Reis was already a fan of the journal even before he was asked to become editor, and recognizes there are high expectations. “My predecessor, Alan E. Kazdin, Yale University, did an absolutely spectacular job in making the journal interesting and influential,” he said. “Even before I considered the editorship I was reading about half the articles in every issue. If I can simply maintain as high a standard as he has set I will feel satisfied.
“I want the articles to fascinate our readers. It’s writing for psychologists and people who are interested in psychological science. Writing for both those audiences is a skill, it’s an art form. Given the short form of the articles, it’s a challenge to avoid jargon and becoming too technical while remaining clear.
“I think almost all of the ideas that I’ve encountered in psychological science can be expressed in a way that an educated reader can understand,” said Reis.
“This is not being written for the lay public. I don’t expect the articles to be something that a high school sophomore could casually pick up and understand. You have to start with a background of knowledge in psychology. My hope is that people who have some basic understanding of the theories and methods of psychology would be able to understand articles that are not in their area of specialization,” Reis said. As an example of this wide dissemination, Reis referred to the Current Directions readers, a series of supplementary undergraduate materials published by Prentice Hall. (See Observer, October 2003.)
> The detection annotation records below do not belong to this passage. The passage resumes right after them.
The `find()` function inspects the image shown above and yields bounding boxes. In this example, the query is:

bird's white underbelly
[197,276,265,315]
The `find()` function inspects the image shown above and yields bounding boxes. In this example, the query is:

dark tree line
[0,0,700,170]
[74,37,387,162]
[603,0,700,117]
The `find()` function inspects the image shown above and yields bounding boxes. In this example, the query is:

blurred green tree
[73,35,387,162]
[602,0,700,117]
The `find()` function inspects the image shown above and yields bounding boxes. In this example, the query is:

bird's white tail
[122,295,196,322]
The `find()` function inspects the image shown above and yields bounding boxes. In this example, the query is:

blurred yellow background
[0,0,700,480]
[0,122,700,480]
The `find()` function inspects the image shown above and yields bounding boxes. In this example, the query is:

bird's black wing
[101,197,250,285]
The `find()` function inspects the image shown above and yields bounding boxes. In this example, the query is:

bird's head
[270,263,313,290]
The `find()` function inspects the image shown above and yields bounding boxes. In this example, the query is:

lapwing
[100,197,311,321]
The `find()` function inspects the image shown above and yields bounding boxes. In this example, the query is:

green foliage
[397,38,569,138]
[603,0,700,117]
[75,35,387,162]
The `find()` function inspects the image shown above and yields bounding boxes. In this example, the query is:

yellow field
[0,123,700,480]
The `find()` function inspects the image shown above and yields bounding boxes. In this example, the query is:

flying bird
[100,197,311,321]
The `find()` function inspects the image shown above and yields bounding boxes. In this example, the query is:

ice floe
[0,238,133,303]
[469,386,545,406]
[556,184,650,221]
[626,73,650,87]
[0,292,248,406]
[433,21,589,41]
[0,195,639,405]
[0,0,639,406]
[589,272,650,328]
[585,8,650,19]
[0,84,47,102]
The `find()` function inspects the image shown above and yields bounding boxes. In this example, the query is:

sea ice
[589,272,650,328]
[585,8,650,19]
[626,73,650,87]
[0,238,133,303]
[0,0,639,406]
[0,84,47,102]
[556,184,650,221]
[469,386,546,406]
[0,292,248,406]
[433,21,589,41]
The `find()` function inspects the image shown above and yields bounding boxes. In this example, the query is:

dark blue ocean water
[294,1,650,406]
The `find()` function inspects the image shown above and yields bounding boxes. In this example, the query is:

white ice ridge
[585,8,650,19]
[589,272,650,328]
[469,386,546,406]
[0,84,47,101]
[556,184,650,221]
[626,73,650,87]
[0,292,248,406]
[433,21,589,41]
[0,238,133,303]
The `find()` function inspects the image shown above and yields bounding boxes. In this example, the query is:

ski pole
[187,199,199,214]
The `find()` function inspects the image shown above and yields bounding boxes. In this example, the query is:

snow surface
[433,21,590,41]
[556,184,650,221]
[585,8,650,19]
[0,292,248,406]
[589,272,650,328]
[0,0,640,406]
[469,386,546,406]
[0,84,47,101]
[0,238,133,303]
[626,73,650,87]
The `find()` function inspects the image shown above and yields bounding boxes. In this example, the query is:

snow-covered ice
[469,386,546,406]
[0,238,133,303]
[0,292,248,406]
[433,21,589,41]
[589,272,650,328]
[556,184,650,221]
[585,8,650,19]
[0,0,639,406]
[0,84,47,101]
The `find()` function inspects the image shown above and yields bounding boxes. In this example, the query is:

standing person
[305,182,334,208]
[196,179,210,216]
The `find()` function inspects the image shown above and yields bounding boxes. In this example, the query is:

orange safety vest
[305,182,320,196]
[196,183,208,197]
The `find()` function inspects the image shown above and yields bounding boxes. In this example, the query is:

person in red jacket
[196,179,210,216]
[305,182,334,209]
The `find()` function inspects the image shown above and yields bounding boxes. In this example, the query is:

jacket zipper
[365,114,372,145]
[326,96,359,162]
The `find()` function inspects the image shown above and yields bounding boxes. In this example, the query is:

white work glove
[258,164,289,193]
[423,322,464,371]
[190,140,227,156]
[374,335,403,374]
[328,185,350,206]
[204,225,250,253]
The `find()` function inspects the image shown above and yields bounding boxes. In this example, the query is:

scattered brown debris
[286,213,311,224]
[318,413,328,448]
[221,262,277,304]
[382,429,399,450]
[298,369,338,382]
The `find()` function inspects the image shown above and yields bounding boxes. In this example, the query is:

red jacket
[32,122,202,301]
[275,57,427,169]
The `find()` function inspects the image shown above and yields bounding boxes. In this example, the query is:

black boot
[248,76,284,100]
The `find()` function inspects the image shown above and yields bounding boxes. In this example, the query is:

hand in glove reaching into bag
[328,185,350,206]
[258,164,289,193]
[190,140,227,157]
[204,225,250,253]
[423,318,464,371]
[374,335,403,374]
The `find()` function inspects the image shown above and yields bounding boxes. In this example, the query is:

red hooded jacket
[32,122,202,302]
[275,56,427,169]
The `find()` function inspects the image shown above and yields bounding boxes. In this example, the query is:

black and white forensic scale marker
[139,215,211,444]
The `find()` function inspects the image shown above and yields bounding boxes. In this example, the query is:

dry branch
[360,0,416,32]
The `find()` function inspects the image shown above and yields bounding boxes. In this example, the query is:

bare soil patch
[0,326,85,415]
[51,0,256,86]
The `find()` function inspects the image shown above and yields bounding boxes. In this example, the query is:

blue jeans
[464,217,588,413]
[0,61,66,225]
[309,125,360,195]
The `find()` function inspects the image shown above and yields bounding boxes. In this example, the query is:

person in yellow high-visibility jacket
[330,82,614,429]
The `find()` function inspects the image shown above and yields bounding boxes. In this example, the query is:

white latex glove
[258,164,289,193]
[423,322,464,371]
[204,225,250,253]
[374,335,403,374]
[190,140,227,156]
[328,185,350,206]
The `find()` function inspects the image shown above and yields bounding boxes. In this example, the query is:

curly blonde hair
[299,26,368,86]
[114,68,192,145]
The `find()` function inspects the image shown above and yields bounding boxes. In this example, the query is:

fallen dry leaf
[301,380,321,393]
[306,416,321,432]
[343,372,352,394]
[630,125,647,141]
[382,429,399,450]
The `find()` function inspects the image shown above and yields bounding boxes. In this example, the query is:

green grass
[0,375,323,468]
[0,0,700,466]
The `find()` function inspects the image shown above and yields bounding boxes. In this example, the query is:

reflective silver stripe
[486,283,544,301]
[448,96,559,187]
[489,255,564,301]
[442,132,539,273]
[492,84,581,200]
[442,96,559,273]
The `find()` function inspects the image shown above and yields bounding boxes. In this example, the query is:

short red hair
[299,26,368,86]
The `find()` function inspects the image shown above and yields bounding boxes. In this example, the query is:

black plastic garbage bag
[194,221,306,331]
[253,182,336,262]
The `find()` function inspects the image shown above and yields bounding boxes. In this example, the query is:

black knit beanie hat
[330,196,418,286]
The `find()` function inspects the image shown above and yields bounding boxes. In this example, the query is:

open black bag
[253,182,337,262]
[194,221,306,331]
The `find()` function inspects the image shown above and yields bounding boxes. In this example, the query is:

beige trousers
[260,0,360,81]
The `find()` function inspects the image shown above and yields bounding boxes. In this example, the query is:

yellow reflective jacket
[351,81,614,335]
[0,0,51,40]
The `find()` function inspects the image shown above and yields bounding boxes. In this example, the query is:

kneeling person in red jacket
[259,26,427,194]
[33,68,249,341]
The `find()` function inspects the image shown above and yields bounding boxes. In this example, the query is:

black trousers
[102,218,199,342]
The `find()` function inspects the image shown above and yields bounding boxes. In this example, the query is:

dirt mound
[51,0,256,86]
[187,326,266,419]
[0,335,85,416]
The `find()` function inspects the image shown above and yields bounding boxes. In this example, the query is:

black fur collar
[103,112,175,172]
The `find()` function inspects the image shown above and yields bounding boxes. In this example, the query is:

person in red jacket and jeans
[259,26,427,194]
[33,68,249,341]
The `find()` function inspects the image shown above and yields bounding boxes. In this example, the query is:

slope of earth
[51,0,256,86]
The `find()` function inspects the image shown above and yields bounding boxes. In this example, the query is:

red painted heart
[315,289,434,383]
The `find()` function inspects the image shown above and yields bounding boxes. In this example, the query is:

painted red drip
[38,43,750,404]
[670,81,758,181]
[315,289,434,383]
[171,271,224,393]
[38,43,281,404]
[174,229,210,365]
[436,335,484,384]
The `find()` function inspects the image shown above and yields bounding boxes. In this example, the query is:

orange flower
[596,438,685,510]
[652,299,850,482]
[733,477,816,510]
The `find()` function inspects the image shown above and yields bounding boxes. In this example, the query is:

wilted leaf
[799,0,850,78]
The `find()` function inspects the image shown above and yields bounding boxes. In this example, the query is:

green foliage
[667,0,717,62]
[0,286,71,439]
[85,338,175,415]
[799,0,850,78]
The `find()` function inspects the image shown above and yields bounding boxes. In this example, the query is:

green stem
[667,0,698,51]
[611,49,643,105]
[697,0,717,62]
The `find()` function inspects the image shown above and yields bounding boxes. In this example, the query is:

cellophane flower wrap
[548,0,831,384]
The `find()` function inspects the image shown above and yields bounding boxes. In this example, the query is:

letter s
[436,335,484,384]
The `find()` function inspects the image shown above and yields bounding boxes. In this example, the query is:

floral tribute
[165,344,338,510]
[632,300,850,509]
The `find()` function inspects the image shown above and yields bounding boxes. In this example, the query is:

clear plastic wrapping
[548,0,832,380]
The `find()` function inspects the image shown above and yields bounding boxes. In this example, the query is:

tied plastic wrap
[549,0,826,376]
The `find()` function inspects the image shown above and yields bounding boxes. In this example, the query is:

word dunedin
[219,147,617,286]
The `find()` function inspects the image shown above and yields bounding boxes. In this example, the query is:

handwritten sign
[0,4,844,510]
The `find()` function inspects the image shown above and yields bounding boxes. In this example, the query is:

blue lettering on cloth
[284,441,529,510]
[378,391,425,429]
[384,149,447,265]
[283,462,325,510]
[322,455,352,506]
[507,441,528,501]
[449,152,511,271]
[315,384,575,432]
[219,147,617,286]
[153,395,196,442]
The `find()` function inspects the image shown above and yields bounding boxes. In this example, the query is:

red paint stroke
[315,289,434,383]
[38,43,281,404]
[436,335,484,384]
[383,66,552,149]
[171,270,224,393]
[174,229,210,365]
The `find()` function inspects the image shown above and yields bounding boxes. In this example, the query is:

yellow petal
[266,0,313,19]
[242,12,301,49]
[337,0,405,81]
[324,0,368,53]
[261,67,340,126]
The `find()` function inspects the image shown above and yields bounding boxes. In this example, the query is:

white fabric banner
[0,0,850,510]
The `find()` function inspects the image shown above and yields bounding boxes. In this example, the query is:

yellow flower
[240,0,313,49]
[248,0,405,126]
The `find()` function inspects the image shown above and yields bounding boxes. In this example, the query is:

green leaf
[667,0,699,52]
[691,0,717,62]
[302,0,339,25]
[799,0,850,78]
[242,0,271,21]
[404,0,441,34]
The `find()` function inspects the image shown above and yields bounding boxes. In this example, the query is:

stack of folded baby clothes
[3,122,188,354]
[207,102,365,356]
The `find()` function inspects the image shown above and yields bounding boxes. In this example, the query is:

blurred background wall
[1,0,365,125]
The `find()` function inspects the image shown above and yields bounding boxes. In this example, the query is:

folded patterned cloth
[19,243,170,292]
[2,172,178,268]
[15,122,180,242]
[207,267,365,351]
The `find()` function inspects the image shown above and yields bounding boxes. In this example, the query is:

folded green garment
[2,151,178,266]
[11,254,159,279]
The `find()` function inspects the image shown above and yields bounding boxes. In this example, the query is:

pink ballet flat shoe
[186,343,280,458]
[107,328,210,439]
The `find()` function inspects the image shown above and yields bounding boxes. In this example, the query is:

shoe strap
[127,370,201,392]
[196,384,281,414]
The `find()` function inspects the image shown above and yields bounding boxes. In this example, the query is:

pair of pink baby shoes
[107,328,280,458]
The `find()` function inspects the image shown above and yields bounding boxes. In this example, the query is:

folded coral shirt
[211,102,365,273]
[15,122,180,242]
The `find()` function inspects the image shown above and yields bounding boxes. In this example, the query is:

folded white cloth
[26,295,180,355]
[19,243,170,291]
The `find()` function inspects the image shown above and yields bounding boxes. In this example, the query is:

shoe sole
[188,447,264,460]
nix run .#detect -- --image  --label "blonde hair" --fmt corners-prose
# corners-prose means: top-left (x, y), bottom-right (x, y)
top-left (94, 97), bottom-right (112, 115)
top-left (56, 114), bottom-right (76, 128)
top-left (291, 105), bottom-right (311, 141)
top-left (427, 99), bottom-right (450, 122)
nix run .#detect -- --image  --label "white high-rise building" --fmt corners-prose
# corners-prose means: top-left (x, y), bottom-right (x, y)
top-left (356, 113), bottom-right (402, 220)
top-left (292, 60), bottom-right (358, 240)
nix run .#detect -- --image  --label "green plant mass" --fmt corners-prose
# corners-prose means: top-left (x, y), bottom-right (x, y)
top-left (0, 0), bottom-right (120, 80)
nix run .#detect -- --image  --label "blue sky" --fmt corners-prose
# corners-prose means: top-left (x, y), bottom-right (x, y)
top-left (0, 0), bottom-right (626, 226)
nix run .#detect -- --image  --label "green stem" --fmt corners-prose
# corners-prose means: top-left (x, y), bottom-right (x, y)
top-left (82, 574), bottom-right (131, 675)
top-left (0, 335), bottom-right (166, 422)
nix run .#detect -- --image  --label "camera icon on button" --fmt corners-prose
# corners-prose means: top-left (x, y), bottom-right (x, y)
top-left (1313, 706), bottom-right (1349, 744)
“If I do have an agenda, it’s that I want the articles to be as interesting as possible to as many people as possible. I want to stay away from obscurity. If Professor X has done 75 studies on a phenomenon that nobody else cares about, even if they are impeccably good studies they won’t appear in Current Directions during my term. Breadth of impact, relevance, good science, and developments that people across the discipline need to learn about are going to be the hallmarks of the journal.”